UDP send 'stalled' until another UDP packet received

We’re running the ws5500 chip from a rp2040 processor using the RP2040-HAT-C library code. The host pc sends ‘Modbus formatted’ udp packets (~60 bytes on the wire) to the ws5500/rp2040 system for state updates and expects a udp reply from the sent packet. The library code ‘recvfrom’ and ‘sendto’ are used for udp transmissions. Normally, the reply packet is received ~1ms after sending (wire time + ws to rp transfer + rp processing + rp to ws transfer + wire time). If a reply packet is not received in 10ms, a ‘retry’ packet is sent. The WireShark traces for a retry event shows both replies. The first reply comes in ~85us after the retry request, the second one comes in at the normal reply time of ~1ms. This timing indicates the reply for the original request got ‘stuck’ in the ws5500 until another message came in. This event happens around once per 10,000 transactions (or once per 20min at our update rates).

Is there a method to ‘force’ the stuck udp packet to be sent?

Why do you think something is “stuck”? May it happen the original request was discarded by the W5500 (e.g. due to RX buffer overflow) or in software (due problems in data format)? You must match packets you see sent from the ‘host’ to the ones appearing on the wire and the ones displayed in the diag window of W5500 driving processor, and back to host.
At best you put marker into the packet to definitely identify what packet you get reply for (original request packet or retry request packet).

The reply time of 85us is indicative of the original reply data already being inside the WS chip. To get a reply though the entire cycle (wire time + ws to rp + rp processing + rp to ws + wire time) has never been below 500us.

It does not look like the packets were ‘lost’: there are 2 replies being returned after the ‘retry’ message is sent. One after ~85us (the one ‘stuck’ from the original msg?) and another after ~1-2ms later (normal round trip through the rp).

Here is Wireshark data from the host for a ‘retry’ event (highlighted) plus 2 ‘normal’ transactions (before/after the highlights). The host is at 192.168.0.20, the ws/rp board is at 192.168.0.50. There are not other devices on this network segment.

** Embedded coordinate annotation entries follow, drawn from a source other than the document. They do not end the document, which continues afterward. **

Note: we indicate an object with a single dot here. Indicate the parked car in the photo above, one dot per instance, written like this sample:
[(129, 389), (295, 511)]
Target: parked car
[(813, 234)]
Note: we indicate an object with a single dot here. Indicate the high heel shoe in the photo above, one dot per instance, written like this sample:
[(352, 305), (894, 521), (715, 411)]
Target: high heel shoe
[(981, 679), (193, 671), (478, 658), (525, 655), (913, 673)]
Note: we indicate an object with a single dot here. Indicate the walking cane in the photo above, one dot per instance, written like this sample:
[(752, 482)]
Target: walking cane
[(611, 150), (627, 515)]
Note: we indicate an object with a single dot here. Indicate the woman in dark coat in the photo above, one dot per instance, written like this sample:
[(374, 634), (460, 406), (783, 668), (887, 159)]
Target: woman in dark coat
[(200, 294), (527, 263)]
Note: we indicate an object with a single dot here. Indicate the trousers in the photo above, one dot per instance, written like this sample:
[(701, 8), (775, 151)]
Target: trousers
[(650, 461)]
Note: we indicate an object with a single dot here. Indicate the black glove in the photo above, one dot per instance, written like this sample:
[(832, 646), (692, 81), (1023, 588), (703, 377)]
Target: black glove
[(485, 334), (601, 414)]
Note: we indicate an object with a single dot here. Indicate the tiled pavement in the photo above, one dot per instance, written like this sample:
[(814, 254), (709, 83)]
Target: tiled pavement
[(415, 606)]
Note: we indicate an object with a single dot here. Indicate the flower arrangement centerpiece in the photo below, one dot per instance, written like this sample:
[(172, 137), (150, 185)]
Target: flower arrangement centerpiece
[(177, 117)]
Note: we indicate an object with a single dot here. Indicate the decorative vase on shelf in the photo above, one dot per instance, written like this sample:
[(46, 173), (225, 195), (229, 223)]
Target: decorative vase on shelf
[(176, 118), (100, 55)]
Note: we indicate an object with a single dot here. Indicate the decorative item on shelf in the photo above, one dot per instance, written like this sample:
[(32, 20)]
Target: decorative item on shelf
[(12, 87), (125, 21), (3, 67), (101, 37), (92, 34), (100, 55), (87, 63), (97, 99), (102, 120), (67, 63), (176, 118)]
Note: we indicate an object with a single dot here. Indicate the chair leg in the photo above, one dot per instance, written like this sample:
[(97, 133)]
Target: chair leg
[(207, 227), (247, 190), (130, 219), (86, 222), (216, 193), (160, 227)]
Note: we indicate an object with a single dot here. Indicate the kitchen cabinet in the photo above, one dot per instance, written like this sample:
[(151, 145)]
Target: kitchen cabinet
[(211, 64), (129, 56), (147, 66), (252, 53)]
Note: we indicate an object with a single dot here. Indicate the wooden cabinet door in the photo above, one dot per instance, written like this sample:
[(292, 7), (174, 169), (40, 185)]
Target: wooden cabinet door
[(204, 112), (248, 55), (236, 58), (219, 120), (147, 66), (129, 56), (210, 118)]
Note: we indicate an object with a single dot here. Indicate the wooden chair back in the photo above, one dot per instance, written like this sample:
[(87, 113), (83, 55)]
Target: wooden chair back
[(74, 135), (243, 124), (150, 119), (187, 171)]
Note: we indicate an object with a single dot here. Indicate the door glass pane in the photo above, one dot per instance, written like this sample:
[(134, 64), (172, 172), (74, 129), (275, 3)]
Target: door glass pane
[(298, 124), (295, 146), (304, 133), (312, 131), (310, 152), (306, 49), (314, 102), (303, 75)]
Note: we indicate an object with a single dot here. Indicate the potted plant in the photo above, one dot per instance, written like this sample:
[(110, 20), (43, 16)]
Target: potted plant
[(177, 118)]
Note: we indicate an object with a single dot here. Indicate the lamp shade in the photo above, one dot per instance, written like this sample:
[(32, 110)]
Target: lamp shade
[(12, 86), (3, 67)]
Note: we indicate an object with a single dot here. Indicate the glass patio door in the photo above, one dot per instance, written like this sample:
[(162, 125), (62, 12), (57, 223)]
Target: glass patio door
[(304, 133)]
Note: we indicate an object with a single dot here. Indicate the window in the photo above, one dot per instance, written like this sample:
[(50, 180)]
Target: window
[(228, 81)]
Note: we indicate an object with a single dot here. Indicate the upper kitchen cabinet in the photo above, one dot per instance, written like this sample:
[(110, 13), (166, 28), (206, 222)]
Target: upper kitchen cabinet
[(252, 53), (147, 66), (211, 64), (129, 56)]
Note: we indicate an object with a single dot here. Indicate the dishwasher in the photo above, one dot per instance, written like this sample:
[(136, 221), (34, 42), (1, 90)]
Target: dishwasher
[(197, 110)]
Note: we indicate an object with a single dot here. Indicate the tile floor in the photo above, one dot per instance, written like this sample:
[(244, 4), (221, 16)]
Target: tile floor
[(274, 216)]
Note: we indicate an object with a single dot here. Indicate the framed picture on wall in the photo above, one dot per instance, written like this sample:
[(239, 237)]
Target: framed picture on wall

packet 1918 is a normal request, packet 1919 is the ws/rp reply in 509us (2nd column)
packet 1920 is a request, there was no response after 10ms, packet 1921 is the retry packet.
packet 1922 is received 83us after the retry (proposed ‘original stuck reply’ packet in the ws?)
packet 1933 is received 1.8ms later (nominal processing for full trip through the rp, response to the retry packet?)
packets 1924/195 shows a following ‘normal’ transaction 2 ms later, 853us for full round trip through the rp.

image

The data you provide is insufficient. It is not possible to prove or disprove, in other words troubleshoot the problem. In addition to Wireshark log, you also need to show the logs of processor with microsecond timestamps of executing the SEND command to the involved socket.

Agreed, having a log of the send timing would provide a more complete picture and I’ll work on producing that log. However, it seems unlikely that anything other than the ws chip can get data back out on the wire in 80us considering all the other replies involving the rp2040 are normally in the 500-1500us range.

I just completed running a test setup for 23hrs, 3.1M send/reply transactions, with only 289 ‘retry’ events. Whatever is going on has a very low percentage rate but happens on average every 5 mins.

Thanks for looking and providing suggestions!

Due to other factors, I will not be able to provide further information for a couple of weeks. I will provide the requested logs asap.